Шрифт:
Интервал:
Закладка:
– Господин аудитор, я не согласен.
– Как не согласны?! Боже милостивый, черт возьми! Вы были пьяны? Да или нет?
– Нет!
Аудитор взял лист бумаги, приготовил карандаш и сказал ледяным тоном:
– Итак, что вы имеете мне сказать?
Я молчал. Он топнул в нетерпении ногой:
– Я жду!
– Я прошу прервать на сегодня допрос.
– Хорошо! Как хотите. Я, правда, намеревался временно предоставить вас в распоряжение вашего начальства. Особое предписание уже готово. Но… вы сами не пожелали. Благодарю!
Вошел ординарец. Меня увели.
По коридорам больницы бродили сыновья бедных крестьян, пораженные нечистыми болезнями солдатской жизни. Они ходили в сине-белых халатах военного госпиталя и курили дешевый табак.
Некоторые из тех, кого я видел, были при последнем издыхании. Как можно брать в армию этих бедолаг?
Но если спросить, когда призвали меня, я ответил бы: когда ходил в школу.
Из «закрытого отделения», где содержались заключенные душевнобольные, раздавался сильный шум. Распахнулась обитая кожей дверь, и два санитара повели по коридору полуголого мужчину, который орал во все горло и строил гримасы. Увидев меня, он остановился, удержав резким рывком ведших его.
– Госпдин литнант, – он говорил так, будто полоскал горло, – госпдин литнант, госпдин литнант!.. Я Лутр, хтите ви эт’ль нет! Госпдин литнант, убедитлнеше пршу, ви длжны пверть, черть взми!.. Я Лутр, и никой Пап мни ни нужн! Никой Пап мни ни нужн!
Санитары потащили сумасшедшего дальше. Долго еще я слышал его хриплые крики:
– Мни Пап ни нужн!
Перед дверью в мою комнату, находившуюся в стороне от остальных, был отделенный решеткой проход; часовой отпустил меня здесь и принялся патрулировать, монотонно шагая по коридору.
Когда мне нужно было справить нужду, он вел меня к уборной и ждал у входа.
В общем отхожем месте мужчины сидели кружком.
Как это возможно? Сколь часто в казарме я проходил мимо солдатской уборной и не замечал этого. Делят всё со всеми, вместе едят, спят в одной спальне и даже здесь должны все делать открыто. Какое унижение жизни! А Зинаида? Она ведь в России была в тюрьме!

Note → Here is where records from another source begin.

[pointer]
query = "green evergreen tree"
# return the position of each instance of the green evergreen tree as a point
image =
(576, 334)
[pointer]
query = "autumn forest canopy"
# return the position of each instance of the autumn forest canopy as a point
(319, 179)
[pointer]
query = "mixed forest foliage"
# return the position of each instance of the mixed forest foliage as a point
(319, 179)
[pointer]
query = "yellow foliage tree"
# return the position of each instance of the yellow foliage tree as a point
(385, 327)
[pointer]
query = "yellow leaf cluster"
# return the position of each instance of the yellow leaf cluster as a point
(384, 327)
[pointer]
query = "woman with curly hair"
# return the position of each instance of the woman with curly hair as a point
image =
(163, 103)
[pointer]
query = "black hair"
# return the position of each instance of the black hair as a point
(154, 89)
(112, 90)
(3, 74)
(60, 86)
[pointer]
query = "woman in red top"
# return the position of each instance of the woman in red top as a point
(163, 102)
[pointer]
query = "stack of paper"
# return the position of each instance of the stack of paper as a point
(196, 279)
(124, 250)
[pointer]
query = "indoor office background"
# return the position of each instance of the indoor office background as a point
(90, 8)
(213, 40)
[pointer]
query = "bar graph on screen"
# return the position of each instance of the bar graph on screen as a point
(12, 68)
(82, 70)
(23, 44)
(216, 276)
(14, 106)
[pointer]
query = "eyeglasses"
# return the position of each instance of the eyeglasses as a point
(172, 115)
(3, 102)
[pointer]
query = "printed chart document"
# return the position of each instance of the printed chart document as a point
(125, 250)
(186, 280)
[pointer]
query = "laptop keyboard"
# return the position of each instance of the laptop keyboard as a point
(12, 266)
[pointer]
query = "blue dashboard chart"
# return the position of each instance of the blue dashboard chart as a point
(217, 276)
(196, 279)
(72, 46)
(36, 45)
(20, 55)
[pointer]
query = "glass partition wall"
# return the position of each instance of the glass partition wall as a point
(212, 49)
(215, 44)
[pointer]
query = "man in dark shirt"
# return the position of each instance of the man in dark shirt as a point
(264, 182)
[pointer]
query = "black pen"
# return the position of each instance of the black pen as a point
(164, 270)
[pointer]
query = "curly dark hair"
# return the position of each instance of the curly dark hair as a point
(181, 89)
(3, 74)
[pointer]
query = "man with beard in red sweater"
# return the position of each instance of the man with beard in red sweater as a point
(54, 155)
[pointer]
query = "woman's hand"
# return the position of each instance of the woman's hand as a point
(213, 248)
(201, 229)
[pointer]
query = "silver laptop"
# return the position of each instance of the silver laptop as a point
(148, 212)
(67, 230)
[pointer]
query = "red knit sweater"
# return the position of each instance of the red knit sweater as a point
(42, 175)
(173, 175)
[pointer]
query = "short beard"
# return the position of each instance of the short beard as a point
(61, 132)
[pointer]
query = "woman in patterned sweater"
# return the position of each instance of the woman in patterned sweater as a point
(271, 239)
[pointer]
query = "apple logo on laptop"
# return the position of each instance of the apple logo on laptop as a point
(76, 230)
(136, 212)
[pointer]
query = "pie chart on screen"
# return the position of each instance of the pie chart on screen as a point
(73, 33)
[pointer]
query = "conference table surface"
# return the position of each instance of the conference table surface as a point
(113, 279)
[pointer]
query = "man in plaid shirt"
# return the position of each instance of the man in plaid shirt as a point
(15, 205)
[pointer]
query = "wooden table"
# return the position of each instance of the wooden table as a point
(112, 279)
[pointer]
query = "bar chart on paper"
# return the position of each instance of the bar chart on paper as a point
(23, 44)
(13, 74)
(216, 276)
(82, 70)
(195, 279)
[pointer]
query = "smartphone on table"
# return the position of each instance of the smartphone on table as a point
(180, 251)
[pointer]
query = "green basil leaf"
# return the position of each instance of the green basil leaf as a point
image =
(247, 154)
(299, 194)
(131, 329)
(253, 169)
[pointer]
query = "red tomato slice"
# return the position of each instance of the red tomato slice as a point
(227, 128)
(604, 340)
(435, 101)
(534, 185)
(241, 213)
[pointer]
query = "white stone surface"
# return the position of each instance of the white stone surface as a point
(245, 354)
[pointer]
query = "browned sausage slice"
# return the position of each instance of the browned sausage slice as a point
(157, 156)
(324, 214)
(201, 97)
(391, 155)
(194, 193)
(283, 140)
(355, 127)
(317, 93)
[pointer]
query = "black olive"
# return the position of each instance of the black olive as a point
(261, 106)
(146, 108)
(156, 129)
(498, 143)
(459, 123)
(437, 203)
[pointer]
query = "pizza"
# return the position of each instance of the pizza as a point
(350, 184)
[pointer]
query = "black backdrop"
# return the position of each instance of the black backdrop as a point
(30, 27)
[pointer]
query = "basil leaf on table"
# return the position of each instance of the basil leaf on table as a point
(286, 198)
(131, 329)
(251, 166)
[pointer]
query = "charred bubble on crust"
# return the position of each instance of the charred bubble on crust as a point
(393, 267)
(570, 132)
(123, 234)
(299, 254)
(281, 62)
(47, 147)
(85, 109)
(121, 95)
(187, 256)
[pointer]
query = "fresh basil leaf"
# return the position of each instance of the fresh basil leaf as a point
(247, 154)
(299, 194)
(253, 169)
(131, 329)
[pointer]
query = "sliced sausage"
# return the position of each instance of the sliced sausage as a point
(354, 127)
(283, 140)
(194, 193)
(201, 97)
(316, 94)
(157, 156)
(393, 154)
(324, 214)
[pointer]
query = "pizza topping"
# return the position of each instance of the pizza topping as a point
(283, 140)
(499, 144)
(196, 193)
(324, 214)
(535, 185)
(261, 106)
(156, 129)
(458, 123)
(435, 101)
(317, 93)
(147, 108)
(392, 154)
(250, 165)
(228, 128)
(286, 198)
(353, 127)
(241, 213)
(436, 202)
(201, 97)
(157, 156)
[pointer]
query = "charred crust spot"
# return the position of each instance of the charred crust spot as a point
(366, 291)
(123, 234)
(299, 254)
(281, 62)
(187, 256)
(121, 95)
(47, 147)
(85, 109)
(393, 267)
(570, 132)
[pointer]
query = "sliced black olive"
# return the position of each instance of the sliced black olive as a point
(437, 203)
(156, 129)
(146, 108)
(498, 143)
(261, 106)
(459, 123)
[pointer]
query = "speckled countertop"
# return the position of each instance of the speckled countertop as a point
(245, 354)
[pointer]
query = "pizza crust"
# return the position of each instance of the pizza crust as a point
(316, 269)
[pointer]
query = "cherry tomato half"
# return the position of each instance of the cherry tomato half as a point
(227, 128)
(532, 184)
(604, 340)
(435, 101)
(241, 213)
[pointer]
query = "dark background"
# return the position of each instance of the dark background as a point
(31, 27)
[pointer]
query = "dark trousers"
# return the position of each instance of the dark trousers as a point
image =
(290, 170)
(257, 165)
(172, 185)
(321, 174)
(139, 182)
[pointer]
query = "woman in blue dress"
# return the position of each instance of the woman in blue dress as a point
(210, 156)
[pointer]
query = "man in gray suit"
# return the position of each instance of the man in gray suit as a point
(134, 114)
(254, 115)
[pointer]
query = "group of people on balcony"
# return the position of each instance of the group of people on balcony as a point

Где она? Жива ли она? Или ее таинственное любимое тело лежит теперь в какой-нибудь убогой мертвецкой? Наверное, замороженное: такие трупы отправляют в анатомичку – в отхожее место жителей города.
О, я был полон гордости, думая об этом!
Ведь что такое смерть? Я хочу умереть. Я не позволю вам, никому не позволю опозорить себя. А теперь? Теперь они хотят обвести меня вокруг смерти, низвести до преступника третьего сорта, до пьяницы, до скандалиста! Но я не дам себя обмануть.
Я не хочу больше стоять перед отцом, как школьник, как кадетик, готовый получать оплеухи, подставлять щеки для пощечин. Нет, моего лица он больше не увидит – настолько высоко голова моя витает в облаках! Я хочу во всем сознаться и умереть. Я готов!
Бухгалтера еще утром увели из комнаты. Теперь это большое помещение принадлежало мне одному. Сегодня врач долго со мной возился, щупал голову, проверял глаза и коленный рефлекс, спросил наконец, не тошнит ли меня, не шумит ли в ушах, нет ли раздражения на коже лица. Нет! Ничего такого. Наоборот! Мои ноги болтались и плясали. Я бодр. Я чувствую себя божественно легко! И потом, этот новый, незнакомый прежде душевный подъем! Но я благоразумно умолчал об этом, ничего не сказал врачу. Я только наслаждался своим величием, быстрым потоком своих мыслей. Я все время шагал вверх и вниз, я шел по облакам.
Я буду противостоять ему, буду говорить правду. «Что есть истина?» – спросил Пилат. Я, по крайней мере, знаю, что истина есть то, за что я умру. Ах, не то, о чем будут думать люди. Не мелкое признание в том, что хотели убить царя, что я любил погибшую Зинаиду. (Она мертва? О боже!) Моя правда – другое.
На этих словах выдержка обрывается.